The Poisson distribution can be used for many other applications. Any continuous random variable that can be broken into discrete measures can use the Poisson distribution to calculate probabilities of the number of a given discrete value of x, the number of occurrences in which we have an interest. We are interested in the number of potholes in a highway to evaluate the quality of the paving job. In this case the pothole is the occurrence and can be counted per square miles of highway. Mile is a continuous random variable, and potholes is the discrete random variable. We may want to know the probability that a particular paving technique results in more than 20 potholes in 10 miles of paving. If that is the case, we may discard that paving technique. Alternatively, our chocolate cookies claim that each cookie has more than 5 chocolate pieces in each cookie. Sampling the cookie dough, we can calculate the probability that the resulting cookies will meet the claim of 5 chocolate pieces per cookie. Perhaps the production of glass for automobile windshields suffers from a flaw known as the “dot.” In the production process, air infrequently becomes lodged in the hot glass and upon cooling leaves a dot that distracts the driver. This would also be a case where use of the Poisson probability distribution would be the appropriate tool. To calculate the probability that the results have fewer than 3 “dots,” the number acceptable to the manufacturing process, the Poisson distribution would be useful.

By way of warning, the Poisson is a discrete random variable. We are counting occurrences. It occurred or it did not during the time, the miles of road, or the batch of cookie dough. In this sense the Poisson is like the binomial in that the occurrence is binary, happened or did not. Because of this link to the binomial, we can use the Poisson to estimate a binomial distribution, and this is discussed below.

Try It 4.19

In a small city, a survey 500 vehicles reveals that there is a 2% chance of an accident occurring in a week.

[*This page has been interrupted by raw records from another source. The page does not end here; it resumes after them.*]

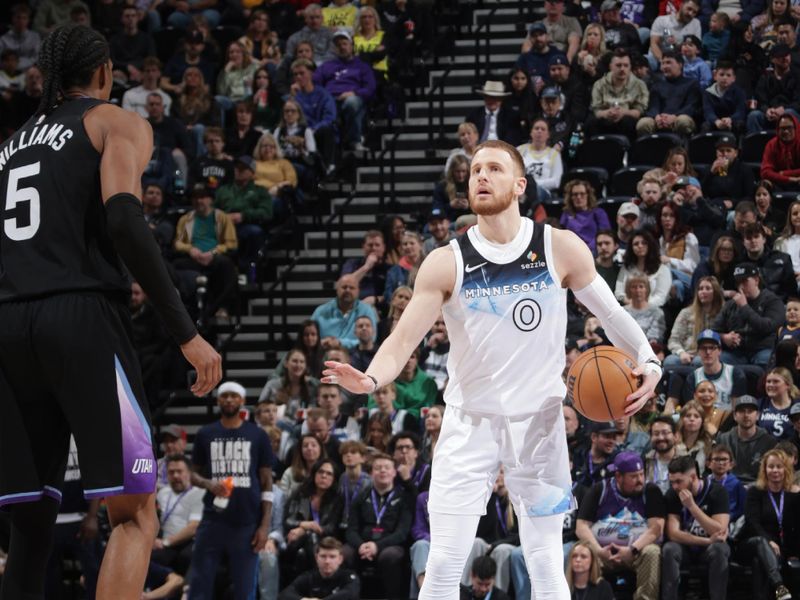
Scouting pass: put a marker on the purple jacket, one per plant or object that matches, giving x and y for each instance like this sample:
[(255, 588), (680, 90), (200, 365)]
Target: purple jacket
[(586, 224), (421, 530), (339, 76)]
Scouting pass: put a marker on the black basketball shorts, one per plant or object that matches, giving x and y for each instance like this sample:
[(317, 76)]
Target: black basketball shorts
[(67, 366)]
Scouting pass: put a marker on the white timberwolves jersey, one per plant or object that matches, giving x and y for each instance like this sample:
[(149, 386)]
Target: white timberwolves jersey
[(507, 321)]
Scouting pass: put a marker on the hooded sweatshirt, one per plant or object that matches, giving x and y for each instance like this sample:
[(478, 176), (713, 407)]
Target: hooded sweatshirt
[(782, 160), (747, 453)]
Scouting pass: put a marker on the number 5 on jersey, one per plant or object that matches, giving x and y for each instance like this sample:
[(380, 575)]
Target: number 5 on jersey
[(16, 195)]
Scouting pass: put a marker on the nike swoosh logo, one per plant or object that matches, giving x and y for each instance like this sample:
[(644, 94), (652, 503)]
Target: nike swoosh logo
[(469, 269)]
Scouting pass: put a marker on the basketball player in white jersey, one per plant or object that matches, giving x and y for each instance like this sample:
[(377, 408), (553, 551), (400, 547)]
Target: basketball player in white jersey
[(502, 289)]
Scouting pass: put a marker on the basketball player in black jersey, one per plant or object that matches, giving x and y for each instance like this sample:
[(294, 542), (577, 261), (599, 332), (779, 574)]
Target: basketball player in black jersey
[(69, 211)]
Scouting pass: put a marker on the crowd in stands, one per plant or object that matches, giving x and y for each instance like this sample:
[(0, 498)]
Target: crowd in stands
[(252, 103)]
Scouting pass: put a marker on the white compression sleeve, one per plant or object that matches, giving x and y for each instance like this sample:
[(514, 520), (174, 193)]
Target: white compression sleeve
[(621, 328)]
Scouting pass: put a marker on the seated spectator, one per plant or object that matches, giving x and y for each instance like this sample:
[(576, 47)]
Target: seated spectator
[(679, 249), (415, 388), (250, 208), (522, 101), (20, 38), (328, 579), (749, 319), (337, 317), (771, 524), (319, 108), (259, 42), (748, 442), (583, 574), (694, 439), (543, 162), (213, 168), (724, 102), (293, 388), (622, 519), (205, 238), (241, 138), (776, 92), (663, 450), (619, 99), (781, 393), (698, 535), (592, 467), (691, 321), (313, 511), (305, 454), (314, 32), (675, 101), (668, 31), (370, 269), (720, 461), (405, 271), (181, 508), (129, 47), (384, 401), (536, 54), (493, 120), (450, 194), (649, 318), (694, 67), (716, 39), (482, 586), (468, 138), (642, 258), (380, 522), (192, 54), (581, 214), (593, 56), (352, 83)]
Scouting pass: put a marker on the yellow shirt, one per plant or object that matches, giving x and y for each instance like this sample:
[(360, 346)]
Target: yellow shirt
[(362, 44)]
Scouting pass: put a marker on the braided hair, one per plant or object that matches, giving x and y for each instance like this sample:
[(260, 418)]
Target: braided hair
[(69, 57)]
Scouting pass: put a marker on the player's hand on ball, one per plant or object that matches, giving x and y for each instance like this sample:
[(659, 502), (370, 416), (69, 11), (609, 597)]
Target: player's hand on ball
[(348, 377)]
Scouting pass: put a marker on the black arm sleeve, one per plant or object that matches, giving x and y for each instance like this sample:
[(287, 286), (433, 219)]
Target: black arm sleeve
[(138, 249)]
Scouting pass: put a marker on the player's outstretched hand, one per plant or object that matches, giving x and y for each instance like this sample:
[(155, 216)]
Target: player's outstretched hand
[(646, 390), (350, 378), (206, 361)]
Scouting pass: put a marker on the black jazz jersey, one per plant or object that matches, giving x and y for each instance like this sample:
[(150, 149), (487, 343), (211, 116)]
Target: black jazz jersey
[(53, 235)]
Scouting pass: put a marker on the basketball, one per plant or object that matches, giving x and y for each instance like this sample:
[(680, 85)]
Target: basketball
[(599, 381)]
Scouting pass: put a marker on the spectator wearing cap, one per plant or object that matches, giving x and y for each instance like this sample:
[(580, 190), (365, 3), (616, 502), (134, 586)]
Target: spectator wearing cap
[(698, 515), (619, 33), (724, 102), (439, 229), (591, 466), (774, 267), (493, 120), (748, 442), (777, 91), (314, 32), (674, 101), (619, 99), (571, 86), (780, 163), (622, 519), (749, 319), (233, 463), (694, 66), (249, 207), (204, 239), (535, 61), (728, 179), (668, 31), (351, 82)]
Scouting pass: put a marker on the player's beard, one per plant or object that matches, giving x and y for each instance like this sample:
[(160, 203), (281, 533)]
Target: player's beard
[(497, 205)]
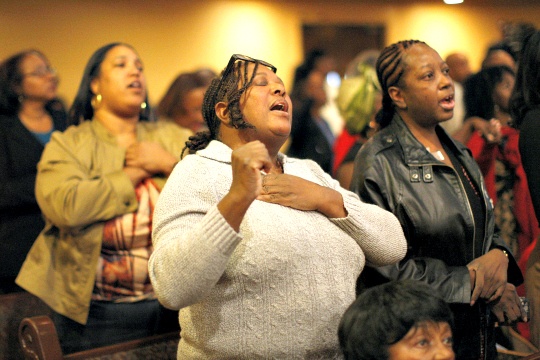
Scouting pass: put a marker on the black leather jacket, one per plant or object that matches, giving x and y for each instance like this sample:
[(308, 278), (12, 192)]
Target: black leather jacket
[(395, 171)]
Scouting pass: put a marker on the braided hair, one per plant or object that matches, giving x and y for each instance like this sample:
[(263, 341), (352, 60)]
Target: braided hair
[(390, 69), (223, 88)]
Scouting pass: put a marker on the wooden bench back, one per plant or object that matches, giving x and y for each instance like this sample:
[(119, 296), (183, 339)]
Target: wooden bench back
[(39, 341)]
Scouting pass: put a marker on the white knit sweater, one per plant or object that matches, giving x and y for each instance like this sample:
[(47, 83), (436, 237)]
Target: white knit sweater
[(278, 288)]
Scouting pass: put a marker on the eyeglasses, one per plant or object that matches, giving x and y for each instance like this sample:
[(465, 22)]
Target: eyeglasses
[(239, 57), (42, 72)]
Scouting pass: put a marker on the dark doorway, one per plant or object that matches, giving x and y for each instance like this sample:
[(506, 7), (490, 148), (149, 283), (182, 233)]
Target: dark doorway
[(343, 42)]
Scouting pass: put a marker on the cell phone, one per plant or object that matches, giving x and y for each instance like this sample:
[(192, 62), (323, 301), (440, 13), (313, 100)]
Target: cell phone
[(525, 307)]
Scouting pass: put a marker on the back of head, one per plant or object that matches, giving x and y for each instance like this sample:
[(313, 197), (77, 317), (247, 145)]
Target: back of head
[(459, 66), (499, 54), (526, 95), (359, 91), (479, 88), (390, 69), (384, 314), (171, 105)]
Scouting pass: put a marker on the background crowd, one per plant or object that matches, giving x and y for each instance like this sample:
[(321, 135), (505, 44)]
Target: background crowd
[(432, 177)]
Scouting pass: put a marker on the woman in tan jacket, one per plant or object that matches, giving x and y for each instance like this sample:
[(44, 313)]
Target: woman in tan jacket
[(97, 185)]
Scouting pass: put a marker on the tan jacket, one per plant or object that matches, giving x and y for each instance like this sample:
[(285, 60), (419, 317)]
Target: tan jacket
[(80, 185)]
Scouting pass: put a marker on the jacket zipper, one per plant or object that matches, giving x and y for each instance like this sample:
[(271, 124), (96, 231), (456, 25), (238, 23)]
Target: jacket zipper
[(484, 317)]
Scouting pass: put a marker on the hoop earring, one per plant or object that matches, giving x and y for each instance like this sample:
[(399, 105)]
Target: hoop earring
[(96, 101)]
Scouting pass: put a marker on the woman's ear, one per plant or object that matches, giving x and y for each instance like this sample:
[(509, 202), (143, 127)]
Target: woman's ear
[(94, 86), (222, 112), (397, 97)]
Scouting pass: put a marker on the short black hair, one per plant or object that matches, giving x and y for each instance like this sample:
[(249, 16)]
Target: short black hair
[(82, 109), (382, 315), (526, 95), (478, 91)]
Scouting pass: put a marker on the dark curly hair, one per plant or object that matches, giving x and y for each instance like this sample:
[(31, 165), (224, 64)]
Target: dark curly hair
[(382, 315), (526, 94), (390, 69), (223, 88)]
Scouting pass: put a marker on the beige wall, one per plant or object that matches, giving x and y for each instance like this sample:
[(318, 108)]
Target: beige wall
[(181, 35)]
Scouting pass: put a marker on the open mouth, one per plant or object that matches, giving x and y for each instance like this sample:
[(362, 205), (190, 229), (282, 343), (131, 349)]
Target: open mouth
[(448, 102), (280, 106), (135, 85)]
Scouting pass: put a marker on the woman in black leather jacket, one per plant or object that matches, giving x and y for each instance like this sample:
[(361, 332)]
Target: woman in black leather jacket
[(433, 185)]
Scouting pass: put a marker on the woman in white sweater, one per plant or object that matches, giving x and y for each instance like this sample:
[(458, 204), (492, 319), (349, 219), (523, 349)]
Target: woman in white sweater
[(260, 252)]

Calculate the probability that at most 2 accidents occur in any given week.

Estimating the Binomial Distribution with the Poisson Distribution

We found before that the binomial distribution provided an approximation for the hypergeometric distribution. Now we find that the Poisson distribution can provide an approximation for the binomial. We say that the binomial distribution approaches the Poisson. The binomial distribution approaches the Poisson distribution is as n gets larger and p is small such that np becomes a constant value. There are several rules of thumb for when one can say they will use a Poisson to estimate a binomial. One suggests that np, the mean of the binomial, should be less than 25. Another author suggests that it should be less than 7. And another, noting that the mean and variance of the Poisson are both the same, suggests that np and npq, the mean and variance of the binomial, should be greater than 5. There is no one broadly accepted rule of thumb for when one can use the Poisson to estimate the binomial.

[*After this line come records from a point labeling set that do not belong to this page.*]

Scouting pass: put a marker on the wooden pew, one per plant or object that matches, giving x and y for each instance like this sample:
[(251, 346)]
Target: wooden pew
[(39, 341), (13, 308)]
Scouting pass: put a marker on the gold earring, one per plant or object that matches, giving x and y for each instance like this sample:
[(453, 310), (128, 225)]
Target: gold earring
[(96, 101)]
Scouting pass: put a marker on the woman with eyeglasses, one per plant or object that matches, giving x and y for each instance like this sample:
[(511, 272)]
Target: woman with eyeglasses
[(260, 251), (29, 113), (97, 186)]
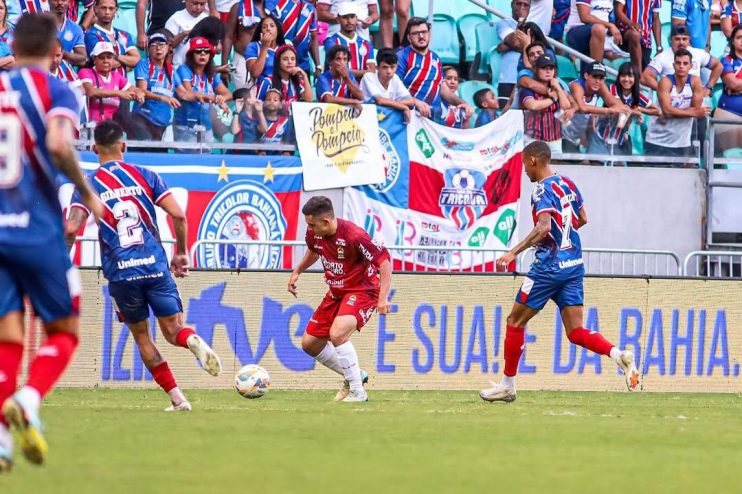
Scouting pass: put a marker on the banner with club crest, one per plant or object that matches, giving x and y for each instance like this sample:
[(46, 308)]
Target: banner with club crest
[(338, 145), (229, 200), (460, 190)]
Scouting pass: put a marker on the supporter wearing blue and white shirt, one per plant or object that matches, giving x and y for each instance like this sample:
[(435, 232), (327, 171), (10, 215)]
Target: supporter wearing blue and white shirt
[(156, 77), (696, 15)]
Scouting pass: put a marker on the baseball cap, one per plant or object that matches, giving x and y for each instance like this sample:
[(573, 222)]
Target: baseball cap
[(544, 61), (679, 30), (102, 47), (596, 68), (200, 43)]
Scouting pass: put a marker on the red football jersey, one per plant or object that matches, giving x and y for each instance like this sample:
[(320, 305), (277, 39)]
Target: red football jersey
[(350, 258)]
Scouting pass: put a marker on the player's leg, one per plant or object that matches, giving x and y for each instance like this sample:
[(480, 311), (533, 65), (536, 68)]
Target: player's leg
[(570, 301), (163, 297)]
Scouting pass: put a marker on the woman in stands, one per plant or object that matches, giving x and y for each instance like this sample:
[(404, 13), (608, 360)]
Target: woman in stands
[(262, 50), (200, 88), (156, 78), (730, 104)]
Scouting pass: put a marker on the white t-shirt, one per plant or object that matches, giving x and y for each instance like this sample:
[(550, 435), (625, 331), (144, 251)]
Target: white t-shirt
[(662, 63), (179, 22), (540, 13), (361, 7), (372, 88)]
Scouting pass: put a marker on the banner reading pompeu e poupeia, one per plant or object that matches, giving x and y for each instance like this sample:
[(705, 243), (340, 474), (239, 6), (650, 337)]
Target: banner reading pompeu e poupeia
[(461, 189)]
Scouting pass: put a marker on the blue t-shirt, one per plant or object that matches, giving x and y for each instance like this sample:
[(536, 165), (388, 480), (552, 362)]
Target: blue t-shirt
[(195, 112), (561, 249), (158, 82), (30, 213), (130, 245)]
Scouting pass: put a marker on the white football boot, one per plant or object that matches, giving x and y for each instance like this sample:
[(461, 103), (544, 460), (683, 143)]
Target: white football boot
[(630, 372), (203, 352), (498, 392)]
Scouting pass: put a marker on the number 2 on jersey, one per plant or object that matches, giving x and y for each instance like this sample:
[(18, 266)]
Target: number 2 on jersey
[(128, 224)]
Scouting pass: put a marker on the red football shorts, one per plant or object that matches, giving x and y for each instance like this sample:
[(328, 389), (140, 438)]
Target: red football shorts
[(361, 305)]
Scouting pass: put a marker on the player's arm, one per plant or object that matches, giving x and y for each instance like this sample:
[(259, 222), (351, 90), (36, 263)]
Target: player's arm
[(179, 263), (539, 232), (59, 139), (310, 257)]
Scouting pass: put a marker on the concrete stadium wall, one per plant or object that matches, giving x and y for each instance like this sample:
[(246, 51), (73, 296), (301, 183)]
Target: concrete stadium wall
[(446, 332)]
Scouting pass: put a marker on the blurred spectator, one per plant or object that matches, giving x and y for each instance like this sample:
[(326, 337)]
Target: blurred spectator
[(696, 16), (69, 34), (126, 55), (637, 21), (180, 24), (361, 50), (730, 104), (107, 90), (487, 103), (337, 84), (663, 64), (262, 50), (513, 41), (680, 97), (541, 13), (627, 89), (244, 17), (588, 26), (384, 87), (730, 17), (421, 71), (287, 78), (587, 92), (388, 9), (299, 26), (366, 10), (156, 13), (200, 87), (155, 77), (273, 126), (542, 122)]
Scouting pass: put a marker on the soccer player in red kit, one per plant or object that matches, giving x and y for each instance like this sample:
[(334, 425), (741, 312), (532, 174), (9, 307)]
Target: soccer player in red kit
[(359, 273)]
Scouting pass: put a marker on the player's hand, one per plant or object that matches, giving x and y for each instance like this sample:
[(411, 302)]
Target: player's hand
[(503, 262), (179, 265), (292, 284)]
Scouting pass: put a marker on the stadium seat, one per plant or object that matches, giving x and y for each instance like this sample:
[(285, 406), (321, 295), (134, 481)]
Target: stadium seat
[(467, 25), (445, 39)]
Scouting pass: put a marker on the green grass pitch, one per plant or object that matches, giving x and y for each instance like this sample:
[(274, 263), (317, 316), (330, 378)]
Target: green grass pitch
[(120, 441)]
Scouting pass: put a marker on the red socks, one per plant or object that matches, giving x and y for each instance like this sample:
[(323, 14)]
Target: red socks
[(51, 361), (11, 355), (181, 339), (162, 375), (515, 339), (592, 340)]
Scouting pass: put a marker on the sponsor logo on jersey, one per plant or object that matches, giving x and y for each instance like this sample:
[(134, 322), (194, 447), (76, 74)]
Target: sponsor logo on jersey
[(240, 216)]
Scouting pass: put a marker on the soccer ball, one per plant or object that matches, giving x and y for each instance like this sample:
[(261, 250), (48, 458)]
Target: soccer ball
[(252, 381)]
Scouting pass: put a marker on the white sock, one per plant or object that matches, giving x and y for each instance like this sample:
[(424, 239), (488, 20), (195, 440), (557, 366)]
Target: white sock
[(329, 358), (508, 381), (176, 396), (349, 363), (30, 397)]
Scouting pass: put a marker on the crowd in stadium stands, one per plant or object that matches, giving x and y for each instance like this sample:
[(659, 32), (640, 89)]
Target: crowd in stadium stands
[(230, 69)]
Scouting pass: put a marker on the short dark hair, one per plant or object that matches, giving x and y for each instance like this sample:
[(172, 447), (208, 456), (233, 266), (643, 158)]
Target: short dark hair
[(683, 53), (539, 150), (107, 133), (34, 35), (386, 55), (317, 206)]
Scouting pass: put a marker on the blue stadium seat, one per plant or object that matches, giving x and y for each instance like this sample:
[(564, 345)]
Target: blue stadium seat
[(467, 25), (445, 39)]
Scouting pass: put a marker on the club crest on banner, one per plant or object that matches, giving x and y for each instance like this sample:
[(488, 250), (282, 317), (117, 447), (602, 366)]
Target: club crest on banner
[(244, 210)]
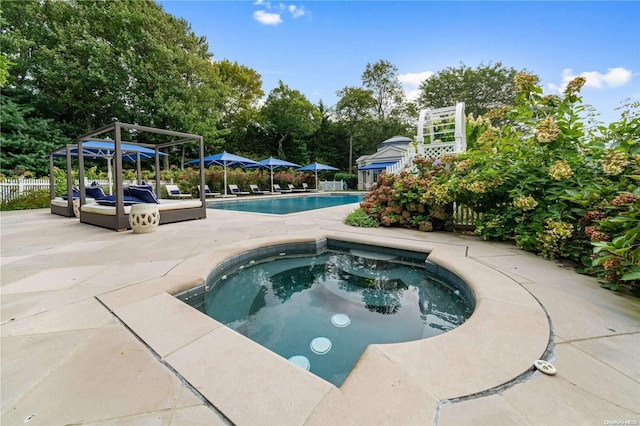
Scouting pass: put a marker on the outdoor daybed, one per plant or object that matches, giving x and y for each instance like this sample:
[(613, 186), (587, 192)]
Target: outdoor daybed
[(115, 215)]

As we move through these probability distributions we are getting to more sophisticated distributions that, in a sense, contain the less sophisticated distributions within them. This proposition has been proven by mathematicians. This gets us to the highest level of sophistication in the next probability distribution which can be used as an approximation to all of those that we have discussed so far. This is the normal distribution.

Example 4.20

A survey of 500 seniors in the Price Business School yields the following information. 75% go straight to work after graduation. 15% go on to work on their MBA. 9% stay to get a minor in another program. 1% go on to get a Master's in Finance.

Problem

What is the probability that more than 2 seniors go to graduate school for their Master's in finance?

Try It 4.20

In Example 4.20, what is the probability that less than 4 seniors will go to graduate school for their master’s in finance?